Sümerler, M.Ö. 3500 – M.Ö. 2000 yılları arasında mezopotamya‘da yaşamışlardır. Bir çok medeniyetin karanlık kurucuları oldukları gibi bir çok ırkın soyunun dayandığını iddia etmeye çabaladığı topluluktur Sümerler…
Bugün Sümer medeniyetini Almanlardan İngilizlere, Farslardan Araplara kadar bir çok millet sahiplenmekte ve atalarının Sümerliler olduğunu ileri sürmektedirler.
Bunun nedeni şüphesiz medeniyetin, tarihin, hukukun, bilimin, edebiyatın, tarım ve ekonominin Sümerlerle başlaması, daha doğrusu yazının mucidinin sümerliler olmasından kaynaklanan “ilk medeniyetin kurucularının sümerliler olduğu” sanrısıdır.
Yabancı sümerologlar, Türk Dili ile Sümer Dili‘nin akraba olduğunu başka bir bağıntıları olmalarını ileri sürmekte ve sümerlerin Türklüğünü kasten saklamaktadırlar.
Lakin Ulu Önder Atatürk tarafından bizzat yaptırılan Türk Tarih Tezi çalışmalarının bir ürünü olan güneş dil teorisi kasten yapılan tüm bu görmezlikleri birer birer çürütmüş, sümerler ile türklerin dil akrabalığından çok öte, kan akrabalığına dayanan bir yakınlıkta olan iki toplum olduğunu ortaya çıkartmıştır…
İnsanlık Tarihinin insanlığın inanç edinmesiyle geçmişi M.Ö 13000 yıllarda sona eren buz çağı ve Altay inançları ile başlar.
Daha sonra M.Ö 9000 yıllarında Altay dağlarından inen Sümerler güneye daha sıcak coğrafyaya yerleşmişlerdir. Türkmenistan’ın Aşkabat kenti yakınlarında Gök tanrı ANU adına ANAV kentini kurmuşlardır.

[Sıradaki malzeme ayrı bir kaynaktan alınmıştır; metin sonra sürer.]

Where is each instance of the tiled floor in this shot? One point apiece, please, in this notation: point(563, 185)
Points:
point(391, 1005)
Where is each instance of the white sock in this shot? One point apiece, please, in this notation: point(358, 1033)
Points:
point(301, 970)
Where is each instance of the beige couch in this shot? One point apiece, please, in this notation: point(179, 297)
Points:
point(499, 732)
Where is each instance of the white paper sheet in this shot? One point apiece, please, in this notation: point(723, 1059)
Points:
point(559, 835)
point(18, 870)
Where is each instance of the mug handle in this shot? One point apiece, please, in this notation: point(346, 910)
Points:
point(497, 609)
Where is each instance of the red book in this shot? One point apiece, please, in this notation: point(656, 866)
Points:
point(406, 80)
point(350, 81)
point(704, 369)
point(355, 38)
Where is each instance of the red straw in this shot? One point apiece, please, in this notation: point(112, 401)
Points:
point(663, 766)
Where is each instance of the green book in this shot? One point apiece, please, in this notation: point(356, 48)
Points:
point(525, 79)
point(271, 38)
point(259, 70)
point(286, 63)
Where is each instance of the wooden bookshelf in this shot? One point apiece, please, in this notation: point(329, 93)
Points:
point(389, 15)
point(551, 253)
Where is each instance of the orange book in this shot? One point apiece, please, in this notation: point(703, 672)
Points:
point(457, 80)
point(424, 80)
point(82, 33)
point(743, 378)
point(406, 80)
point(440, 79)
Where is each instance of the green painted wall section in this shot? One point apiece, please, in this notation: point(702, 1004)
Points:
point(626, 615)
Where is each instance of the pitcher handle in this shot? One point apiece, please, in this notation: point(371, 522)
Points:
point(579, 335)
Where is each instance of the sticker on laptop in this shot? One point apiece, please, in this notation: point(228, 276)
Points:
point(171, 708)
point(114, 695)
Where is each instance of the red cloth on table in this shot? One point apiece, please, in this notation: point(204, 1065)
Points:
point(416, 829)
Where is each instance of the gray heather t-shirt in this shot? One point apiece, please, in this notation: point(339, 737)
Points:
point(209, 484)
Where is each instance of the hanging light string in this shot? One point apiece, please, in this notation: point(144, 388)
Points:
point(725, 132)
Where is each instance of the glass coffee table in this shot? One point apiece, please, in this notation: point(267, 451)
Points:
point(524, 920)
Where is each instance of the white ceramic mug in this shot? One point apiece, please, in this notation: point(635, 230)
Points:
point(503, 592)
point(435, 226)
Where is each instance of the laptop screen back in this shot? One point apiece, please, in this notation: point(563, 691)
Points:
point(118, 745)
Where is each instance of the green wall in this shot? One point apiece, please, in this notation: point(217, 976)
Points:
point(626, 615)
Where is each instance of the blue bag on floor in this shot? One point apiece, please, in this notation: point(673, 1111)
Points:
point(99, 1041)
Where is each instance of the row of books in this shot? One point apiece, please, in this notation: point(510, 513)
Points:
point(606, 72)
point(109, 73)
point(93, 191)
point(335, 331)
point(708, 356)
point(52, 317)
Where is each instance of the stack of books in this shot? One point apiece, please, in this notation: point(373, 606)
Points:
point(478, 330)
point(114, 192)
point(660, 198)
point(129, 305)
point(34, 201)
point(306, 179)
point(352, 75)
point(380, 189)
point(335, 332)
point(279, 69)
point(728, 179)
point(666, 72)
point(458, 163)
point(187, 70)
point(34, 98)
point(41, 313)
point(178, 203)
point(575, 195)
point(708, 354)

İlk olarak insanlığın tarım yaptığı yer burasıdır. M.Ö 4500 yıllarda ANAV kentini bırakıp Mezopotomyanın verimli topraklarına göçmüştür.
Bu noktada bir parantez açalım ve orta asya anav-andornovo ve karasuk kültürleri kazı alanlarında rastlanan bulguların sovyetler birliği ve ardılı rusya tarafından insanlık ve tarih bilimi ile paylaşılmadığını, burada elde edilen bulguların bilerek ve istenerek gizlendiğini de belirtmek gerek…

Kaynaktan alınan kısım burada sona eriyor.